Monica - posted on 01/13/2016 ( no moms have responded yet )
On July 18, 2015 at 10:55am my little girl McKenzie was born. She was a healthy beautiful baby girl, my first.
I loved every second every minute ever coo, ever breath I was so scared to be a new mom but I was fantastic at it. I never took for granted anything with my daughter, I spent every second with her, I ran to her every call.
On the Evening of November 3rd 2015 I came home and fount a ambulance outside my house and my husband in the front yard. I thought that someone had gotten ran over or an accident happened in front of the house..
He then looked at me and mouthed Mckenzie.. my heart dropped.

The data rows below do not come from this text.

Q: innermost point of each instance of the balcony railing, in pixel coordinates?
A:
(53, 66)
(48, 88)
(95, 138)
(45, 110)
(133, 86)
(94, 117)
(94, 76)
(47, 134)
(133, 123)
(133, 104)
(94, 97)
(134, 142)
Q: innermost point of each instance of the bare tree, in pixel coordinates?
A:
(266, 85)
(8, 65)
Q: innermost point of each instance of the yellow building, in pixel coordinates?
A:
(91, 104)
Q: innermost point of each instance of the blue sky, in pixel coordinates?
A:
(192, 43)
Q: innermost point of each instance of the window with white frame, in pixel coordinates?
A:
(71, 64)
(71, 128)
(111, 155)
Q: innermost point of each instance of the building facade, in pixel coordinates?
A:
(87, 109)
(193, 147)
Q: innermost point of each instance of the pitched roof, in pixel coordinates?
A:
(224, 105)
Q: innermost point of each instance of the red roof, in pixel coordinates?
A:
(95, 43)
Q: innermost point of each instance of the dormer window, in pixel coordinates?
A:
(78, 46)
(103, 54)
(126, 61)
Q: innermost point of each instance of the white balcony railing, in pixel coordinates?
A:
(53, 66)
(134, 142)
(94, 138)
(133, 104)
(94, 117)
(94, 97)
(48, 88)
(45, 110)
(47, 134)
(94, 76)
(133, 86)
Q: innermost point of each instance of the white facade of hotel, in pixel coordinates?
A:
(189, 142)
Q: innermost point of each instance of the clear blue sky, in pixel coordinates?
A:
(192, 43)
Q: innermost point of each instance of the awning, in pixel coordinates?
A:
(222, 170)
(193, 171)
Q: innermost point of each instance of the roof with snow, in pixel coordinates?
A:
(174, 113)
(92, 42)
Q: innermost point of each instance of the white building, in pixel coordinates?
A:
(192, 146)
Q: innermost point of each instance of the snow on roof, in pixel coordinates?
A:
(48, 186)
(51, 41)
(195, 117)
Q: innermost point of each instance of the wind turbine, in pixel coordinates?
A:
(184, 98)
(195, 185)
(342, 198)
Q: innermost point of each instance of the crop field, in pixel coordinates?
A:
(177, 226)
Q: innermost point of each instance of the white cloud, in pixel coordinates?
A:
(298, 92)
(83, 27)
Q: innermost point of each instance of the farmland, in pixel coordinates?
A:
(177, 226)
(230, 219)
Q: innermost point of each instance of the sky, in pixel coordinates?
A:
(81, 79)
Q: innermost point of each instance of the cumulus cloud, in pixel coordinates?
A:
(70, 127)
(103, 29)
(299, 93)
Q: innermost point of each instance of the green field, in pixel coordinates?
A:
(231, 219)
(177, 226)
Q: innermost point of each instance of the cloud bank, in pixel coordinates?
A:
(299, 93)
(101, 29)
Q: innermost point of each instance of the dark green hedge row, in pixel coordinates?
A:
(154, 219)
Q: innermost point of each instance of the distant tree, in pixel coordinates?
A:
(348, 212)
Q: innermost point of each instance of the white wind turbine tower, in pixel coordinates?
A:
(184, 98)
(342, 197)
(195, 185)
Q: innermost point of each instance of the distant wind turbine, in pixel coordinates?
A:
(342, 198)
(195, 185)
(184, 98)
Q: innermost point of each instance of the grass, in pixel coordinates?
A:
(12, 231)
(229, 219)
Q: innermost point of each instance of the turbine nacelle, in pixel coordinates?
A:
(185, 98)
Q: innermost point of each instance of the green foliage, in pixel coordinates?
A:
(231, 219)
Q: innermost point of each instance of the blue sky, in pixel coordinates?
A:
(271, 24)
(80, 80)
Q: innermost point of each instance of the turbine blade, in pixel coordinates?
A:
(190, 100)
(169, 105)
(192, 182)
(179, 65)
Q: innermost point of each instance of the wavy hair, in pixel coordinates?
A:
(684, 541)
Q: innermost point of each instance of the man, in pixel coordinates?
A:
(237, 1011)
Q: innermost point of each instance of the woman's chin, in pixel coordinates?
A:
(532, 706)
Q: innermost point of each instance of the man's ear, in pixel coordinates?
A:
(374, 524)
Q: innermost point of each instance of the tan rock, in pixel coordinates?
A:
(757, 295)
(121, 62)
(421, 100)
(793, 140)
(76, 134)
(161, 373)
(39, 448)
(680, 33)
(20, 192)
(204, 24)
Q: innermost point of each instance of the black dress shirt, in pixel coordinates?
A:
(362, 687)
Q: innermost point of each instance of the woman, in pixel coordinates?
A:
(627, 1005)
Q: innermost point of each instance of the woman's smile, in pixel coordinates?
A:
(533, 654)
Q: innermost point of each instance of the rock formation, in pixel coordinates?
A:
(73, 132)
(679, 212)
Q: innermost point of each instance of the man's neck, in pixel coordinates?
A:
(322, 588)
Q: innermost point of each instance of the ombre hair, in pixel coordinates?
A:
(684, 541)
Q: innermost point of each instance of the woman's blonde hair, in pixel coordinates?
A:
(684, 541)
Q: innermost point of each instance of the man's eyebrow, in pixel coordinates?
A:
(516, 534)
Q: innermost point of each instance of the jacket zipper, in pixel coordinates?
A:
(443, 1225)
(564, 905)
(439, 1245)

I was then explained to what was going on and my entire world shattered. My daughter had passed away in her sleep from SIDS.
I miss her so much, I cant stop looking at her pictures, watching the video of me singing to her, I feel like this is all a bad dream and I'm praying that I wake up ..
I'm back to work and passing days, some are good some are bad, our relationship isnt falling apart we keep open communication about her and just life..
For a while I couldn't see a point in anything, my whole thought process was what the fuck is the point? Who the fuck cares about anything, why should I, the only thing I cared about entirely outside myself was my daughter.
Smiling feels foreign like it doesn't belong on my face, happiness just doesn't seem fair at all, and I keep asking god why me? why me? why us? we prayed for her and we got her and he took her.
We cried and prayed so many nights to conceive and when we found out we prayed and prayed for us to have a healthy baby thats all we wanted, and we have her and now were praying and praying for her to come back by some fucking miracle .. it will never happen I know but I cant stop asking god for help..I'm breaking, my enitire world is shattered still.. I cant but I have to hold it together, something inside me wont let me shatter.. some glue is holding me together but my world is cracked and chipped .. Why us god?